Poor mission-capable rates are symptomatic of the larger failings of the JSF program. In continuous development since the initial contract was awarded in 2001, total acquisition costs exceed $428 billion, or 84 percent greater than the initial estimate of $233 billion. Much of the blame should be directed toward the contractor and the DOD, which made the catastrophic financial decision to begin purchasing the JSF prior to the end of its development phase. According to an April 15, 2024, GAO report, total lifetime costs of the program will exceed $2 trillion, or 17.7 percent more than the previous $1.7 trillion estimate in September 2023.

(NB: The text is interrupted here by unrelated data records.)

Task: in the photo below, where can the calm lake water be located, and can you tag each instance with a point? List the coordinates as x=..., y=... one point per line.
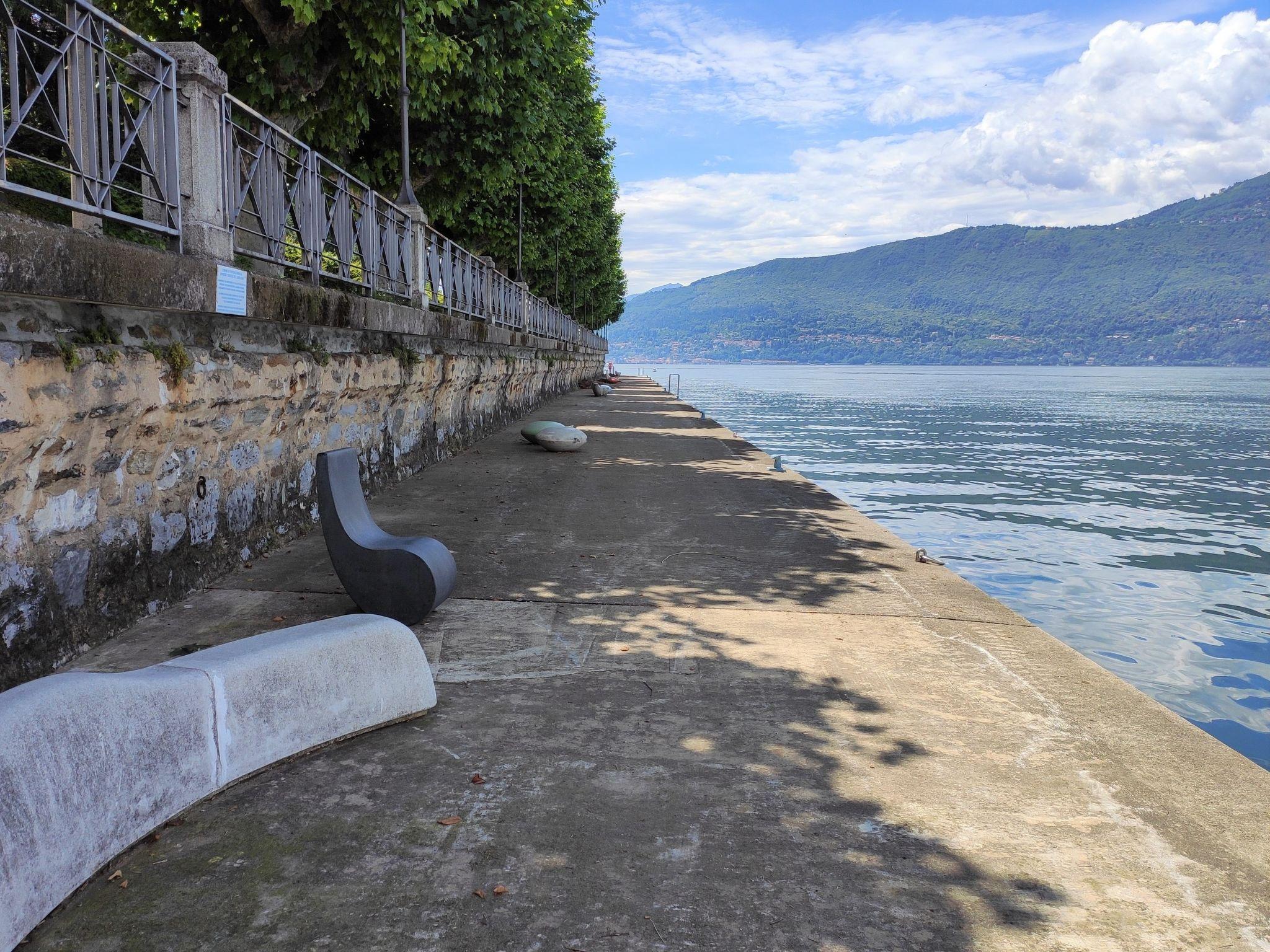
x=1126, y=511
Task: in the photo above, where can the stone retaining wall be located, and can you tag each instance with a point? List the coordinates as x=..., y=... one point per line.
x=144, y=450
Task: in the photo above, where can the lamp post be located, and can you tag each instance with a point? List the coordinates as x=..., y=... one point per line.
x=407, y=195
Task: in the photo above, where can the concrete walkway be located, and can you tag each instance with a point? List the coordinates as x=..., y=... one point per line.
x=714, y=708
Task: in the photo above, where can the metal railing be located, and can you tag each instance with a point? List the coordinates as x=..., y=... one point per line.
x=293, y=206
x=88, y=115
x=460, y=282
x=88, y=121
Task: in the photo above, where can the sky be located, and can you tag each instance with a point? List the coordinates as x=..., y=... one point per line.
x=769, y=128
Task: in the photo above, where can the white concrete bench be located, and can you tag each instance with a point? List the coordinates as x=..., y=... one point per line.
x=91, y=763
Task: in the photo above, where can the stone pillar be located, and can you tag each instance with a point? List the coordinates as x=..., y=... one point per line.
x=203, y=218
x=419, y=254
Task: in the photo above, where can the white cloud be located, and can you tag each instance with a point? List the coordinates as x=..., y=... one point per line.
x=1146, y=116
x=893, y=73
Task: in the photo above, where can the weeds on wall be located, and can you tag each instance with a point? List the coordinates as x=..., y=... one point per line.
x=70, y=353
x=298, y=346
x=175, y=356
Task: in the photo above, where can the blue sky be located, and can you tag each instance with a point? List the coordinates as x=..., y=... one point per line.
x=750, y=130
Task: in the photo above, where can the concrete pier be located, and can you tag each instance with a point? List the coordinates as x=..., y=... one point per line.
x=710, y=707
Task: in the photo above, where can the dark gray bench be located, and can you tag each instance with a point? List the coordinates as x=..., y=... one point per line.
x=391, y=575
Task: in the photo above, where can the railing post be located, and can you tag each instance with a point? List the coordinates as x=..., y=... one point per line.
x=205, y=224
x=488, y=287
x=525, y=305
x=418, y=254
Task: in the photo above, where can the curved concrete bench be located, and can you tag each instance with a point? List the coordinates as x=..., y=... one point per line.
x=399, y=576
x=91, y=763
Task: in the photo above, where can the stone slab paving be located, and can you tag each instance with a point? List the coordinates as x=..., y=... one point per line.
x=714, y=708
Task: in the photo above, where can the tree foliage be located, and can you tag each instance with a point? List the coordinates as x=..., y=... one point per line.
x=1186, y=283
x=502, y=98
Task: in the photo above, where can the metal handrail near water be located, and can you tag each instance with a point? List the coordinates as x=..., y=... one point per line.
x=92, y=102
x=88, y=103
x=293, y=206
x=458, y=281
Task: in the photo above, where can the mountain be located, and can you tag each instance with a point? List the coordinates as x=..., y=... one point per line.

Lockheed Martin is also struggling to deliver JSFs with improvements to displays, computers, and processing power known as Technology Refresh 3 (TR-3), which was meant to be ready in April 2023, and is set to run $1 billion over budget. The Pentagon began to refuse acceptance of new JSFs in July 2023 because of shortcomings in TR-3. After the contractor released a “truncated” version of TR-3, which enabled the aircraft’s use in training, but not combat, the government accepted deliveries again beginning in July 2024. However, the DOD is withholding payment of approximately $5 million for each aircraft until TR-3 is completed.
The dire state of JSF readiness has mostly failed to draw a rebuke from members of Congress, the only body capable of holding the DOD and contractor accountable. Unfortunately, legislators have historically rewarded poor performance with additional funding for the program beyond that requested by the Pentagon in the form or earmarks, including $282,353,000 in fiscal year (FY) 2024. Since FY 2001, legislators have added 39 earmarks for the JSF program, costing $12.4 billion.
More oversight is needed to increase the mission-capable rates of both the JSF and the DOD’s entire fleet of tactical aircraft. There are fewer obvious defects in national security than failing to keep enough planes in the air enough of the time they are supposed to fly.